Software load balancers can be free and open-source, or a paid enterprise solution. No matter what you’re paying, these are generally more cost-effective as a whole when compared to hardware. They don’t handle nearly as much concurrent traffic as a piece of hardware, sadly.
|Software can be free or it can had quite affordably from commercial sources.||Software load balancers don’t handle nearly as much traffic as a hardware unit.|
|Installation and setup can be fairly flexible for software.||Open-source software is going to require you to be well-versed in its operation and maintenance.|
Virtual Load Balancer
Of all the types of load balancers on this list, virtual solutions are perhaps the most unusual. These load balancers act as a combination of software and hardware. The basic concept is that you’re running a virtual load balancer in conjunction with virtual machines on a server. This is a fairly typical deployment for many servers since you’ve got plenty of cores to handle the processing.
Virtual load balancers are among the most challenging to properly implement and administer. They also have many of the same drawbacks seen with both software and hardware load balancers. As such, you’ll have to analyze whether using one of these is truly necessary for your use case.
|They combine the functionality of software load balancers with the more robust traffic routing seen in hardware.||Virtual load balancers are highly complex installations.|
|Virtual load balancers allow you to run multiple servers as VMs and route the traffic accordingly.||They have a lack of visual feedback, and automation capability, and cannot scale.|
Picking the Right Load Balancer: Step by Step
The overall use case of your network is going to determine which to pick out of any of the types of load balancers. You don’t want to spend time messing around with a Layer 7 load balancer when you’re just routing traffic to central servers in a local business complex.
Local and wider area networks are going to have different overall needs when it comes to a load balancer. Before deciding to implement a load balancer, take a look at the needs of your network. Choosing something that doesn’t fit the needs of your network is going to be a waste of time and money when it comes down to it.
Ease of Installation
There is no such thing as an easy load balancer to install. However, the type you install is going to have a fairly large impact on the ease of installation. Hardware and virtual load balancers are vastly different beasts when compared to a pure software implementation.
Any networking department looking to use a load balancer will need to take the time to see if their network admins are up to the task. Going for a custom and complicated bespoke solution simply isn’t tenable if your network engineers lack the skill and knowledge to install one.

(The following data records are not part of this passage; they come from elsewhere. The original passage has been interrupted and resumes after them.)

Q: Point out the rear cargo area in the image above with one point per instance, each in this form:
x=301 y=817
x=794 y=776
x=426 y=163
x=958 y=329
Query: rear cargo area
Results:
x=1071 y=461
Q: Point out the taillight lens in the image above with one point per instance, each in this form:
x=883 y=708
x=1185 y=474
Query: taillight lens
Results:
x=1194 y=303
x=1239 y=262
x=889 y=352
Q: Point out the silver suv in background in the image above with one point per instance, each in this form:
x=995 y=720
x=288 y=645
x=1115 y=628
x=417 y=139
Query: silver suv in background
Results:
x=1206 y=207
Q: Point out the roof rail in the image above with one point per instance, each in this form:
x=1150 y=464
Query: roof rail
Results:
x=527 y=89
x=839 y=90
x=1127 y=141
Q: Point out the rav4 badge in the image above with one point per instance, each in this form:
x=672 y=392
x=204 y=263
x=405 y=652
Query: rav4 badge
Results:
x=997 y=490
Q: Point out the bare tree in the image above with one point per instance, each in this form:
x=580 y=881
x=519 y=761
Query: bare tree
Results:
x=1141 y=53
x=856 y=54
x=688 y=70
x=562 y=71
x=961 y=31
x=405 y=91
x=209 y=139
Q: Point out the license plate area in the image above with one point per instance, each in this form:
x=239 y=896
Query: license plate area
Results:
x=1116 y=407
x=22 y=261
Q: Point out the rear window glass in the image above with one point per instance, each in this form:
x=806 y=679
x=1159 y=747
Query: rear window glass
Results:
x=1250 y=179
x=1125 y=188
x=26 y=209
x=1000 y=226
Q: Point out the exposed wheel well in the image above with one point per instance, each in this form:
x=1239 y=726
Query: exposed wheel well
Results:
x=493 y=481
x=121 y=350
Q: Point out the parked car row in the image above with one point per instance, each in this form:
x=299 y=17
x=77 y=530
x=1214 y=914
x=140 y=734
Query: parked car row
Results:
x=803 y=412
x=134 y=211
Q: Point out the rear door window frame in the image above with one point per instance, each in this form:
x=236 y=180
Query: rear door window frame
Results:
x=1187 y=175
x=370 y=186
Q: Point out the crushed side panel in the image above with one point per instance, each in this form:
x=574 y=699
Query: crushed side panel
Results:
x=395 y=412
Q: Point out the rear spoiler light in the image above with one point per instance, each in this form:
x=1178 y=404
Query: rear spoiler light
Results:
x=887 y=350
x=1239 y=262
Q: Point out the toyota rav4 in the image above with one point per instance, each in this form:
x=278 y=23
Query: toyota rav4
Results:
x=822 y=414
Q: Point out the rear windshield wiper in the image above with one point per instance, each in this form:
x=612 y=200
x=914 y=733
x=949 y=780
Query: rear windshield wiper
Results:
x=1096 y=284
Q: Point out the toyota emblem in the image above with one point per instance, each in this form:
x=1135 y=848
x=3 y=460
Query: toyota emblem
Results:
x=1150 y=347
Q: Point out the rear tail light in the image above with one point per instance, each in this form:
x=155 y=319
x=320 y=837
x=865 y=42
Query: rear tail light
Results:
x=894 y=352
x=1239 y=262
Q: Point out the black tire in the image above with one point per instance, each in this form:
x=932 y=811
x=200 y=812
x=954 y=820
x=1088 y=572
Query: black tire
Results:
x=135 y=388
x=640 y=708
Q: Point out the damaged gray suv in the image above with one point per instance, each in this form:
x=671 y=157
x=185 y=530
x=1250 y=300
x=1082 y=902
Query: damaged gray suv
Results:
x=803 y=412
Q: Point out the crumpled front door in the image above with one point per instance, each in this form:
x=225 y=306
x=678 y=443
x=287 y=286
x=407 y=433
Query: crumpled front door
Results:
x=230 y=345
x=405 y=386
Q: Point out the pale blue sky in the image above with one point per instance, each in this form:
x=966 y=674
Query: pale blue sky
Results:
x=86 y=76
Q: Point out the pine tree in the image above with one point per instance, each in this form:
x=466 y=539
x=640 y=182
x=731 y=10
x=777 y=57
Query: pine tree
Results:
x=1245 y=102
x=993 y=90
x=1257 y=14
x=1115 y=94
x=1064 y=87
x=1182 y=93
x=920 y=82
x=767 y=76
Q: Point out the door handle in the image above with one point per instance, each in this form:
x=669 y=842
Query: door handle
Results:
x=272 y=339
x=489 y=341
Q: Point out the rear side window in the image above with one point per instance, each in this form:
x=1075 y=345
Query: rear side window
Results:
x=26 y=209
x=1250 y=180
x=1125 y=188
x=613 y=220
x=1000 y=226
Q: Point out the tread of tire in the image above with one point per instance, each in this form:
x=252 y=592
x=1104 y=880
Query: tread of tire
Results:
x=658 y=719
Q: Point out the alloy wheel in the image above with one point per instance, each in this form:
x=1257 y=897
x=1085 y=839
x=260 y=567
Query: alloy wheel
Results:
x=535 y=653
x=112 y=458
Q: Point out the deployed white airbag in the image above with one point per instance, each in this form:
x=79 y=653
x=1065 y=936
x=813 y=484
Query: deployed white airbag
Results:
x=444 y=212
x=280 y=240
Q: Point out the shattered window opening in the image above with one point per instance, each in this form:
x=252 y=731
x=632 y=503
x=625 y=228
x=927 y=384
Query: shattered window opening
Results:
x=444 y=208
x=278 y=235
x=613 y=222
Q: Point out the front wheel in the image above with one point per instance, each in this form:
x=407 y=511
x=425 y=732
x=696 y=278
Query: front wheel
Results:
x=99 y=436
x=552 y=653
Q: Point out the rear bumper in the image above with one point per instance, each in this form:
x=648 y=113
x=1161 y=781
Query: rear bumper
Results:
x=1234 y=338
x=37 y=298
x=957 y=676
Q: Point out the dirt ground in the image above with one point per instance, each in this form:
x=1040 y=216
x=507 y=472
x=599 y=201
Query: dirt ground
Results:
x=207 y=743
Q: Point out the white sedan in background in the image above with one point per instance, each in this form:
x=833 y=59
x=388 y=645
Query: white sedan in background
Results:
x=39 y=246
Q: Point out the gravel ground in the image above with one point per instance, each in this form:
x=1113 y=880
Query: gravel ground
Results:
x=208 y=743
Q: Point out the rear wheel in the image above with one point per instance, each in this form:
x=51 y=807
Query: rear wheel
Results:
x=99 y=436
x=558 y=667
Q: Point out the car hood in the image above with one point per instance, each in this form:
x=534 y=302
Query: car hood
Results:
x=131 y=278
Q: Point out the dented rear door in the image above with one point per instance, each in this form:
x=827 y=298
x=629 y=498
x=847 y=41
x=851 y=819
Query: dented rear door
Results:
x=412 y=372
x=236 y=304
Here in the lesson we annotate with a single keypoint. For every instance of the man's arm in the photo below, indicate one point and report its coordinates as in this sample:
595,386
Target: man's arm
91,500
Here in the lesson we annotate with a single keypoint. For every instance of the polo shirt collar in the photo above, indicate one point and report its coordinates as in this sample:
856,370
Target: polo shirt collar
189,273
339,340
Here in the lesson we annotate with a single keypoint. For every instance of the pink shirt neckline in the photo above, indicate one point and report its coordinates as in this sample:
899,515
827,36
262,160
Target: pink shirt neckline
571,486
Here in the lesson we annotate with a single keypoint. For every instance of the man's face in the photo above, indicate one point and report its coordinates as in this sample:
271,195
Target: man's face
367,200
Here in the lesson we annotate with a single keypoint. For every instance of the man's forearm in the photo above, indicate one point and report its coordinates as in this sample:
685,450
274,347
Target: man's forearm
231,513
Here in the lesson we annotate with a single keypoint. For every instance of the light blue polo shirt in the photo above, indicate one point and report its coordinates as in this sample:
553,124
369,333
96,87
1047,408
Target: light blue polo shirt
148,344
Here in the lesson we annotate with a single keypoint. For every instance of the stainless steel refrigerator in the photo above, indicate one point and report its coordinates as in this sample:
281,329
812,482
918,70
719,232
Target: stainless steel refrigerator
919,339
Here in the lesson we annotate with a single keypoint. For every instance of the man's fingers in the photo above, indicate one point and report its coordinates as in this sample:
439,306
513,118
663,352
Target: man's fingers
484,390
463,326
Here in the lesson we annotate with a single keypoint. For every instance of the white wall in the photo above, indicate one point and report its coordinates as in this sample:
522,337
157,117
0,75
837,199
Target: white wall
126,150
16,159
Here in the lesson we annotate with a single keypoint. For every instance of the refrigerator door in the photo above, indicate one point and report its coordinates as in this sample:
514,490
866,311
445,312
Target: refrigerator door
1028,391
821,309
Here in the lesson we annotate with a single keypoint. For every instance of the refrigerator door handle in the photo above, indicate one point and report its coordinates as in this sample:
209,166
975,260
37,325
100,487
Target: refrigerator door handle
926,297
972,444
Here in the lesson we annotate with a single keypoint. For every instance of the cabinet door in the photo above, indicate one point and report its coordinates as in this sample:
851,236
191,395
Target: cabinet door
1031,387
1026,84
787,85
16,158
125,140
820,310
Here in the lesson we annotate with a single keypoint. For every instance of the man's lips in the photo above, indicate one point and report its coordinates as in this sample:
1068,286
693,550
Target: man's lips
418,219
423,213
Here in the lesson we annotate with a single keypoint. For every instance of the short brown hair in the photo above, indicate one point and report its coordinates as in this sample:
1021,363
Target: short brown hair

What to Know About Picking a Load Balancer
Load balancers are complex network appliances. Installing one is more out of necessity rather than need. If you’re running a smaller business campus with under 100 users, there likely isn’t going to be a huge need for a local implementation.
What load balancers provide is the ability to scale. You can handle far more traffic even with a Layer 4 and Layer 7 load balancer in software than you would hoping that traffic routes to the same location. Do be aware that load balancers themselves aren’t designed with security in mind, so you’ll need to consider your overall posture in addition to network needs.
Using the Different Types of Load Balancers: What It’s Like
When properly implemented, load balancers allow networks to be responsive and perform to the best of their ability. Think of using a site like Facebook or Netflix. It would be highly unusual for one of those sites to be sluggish and unresponsive under use, right? Both Meta and Netflix are likely using load balancers to distribute the millions of daily users they receive.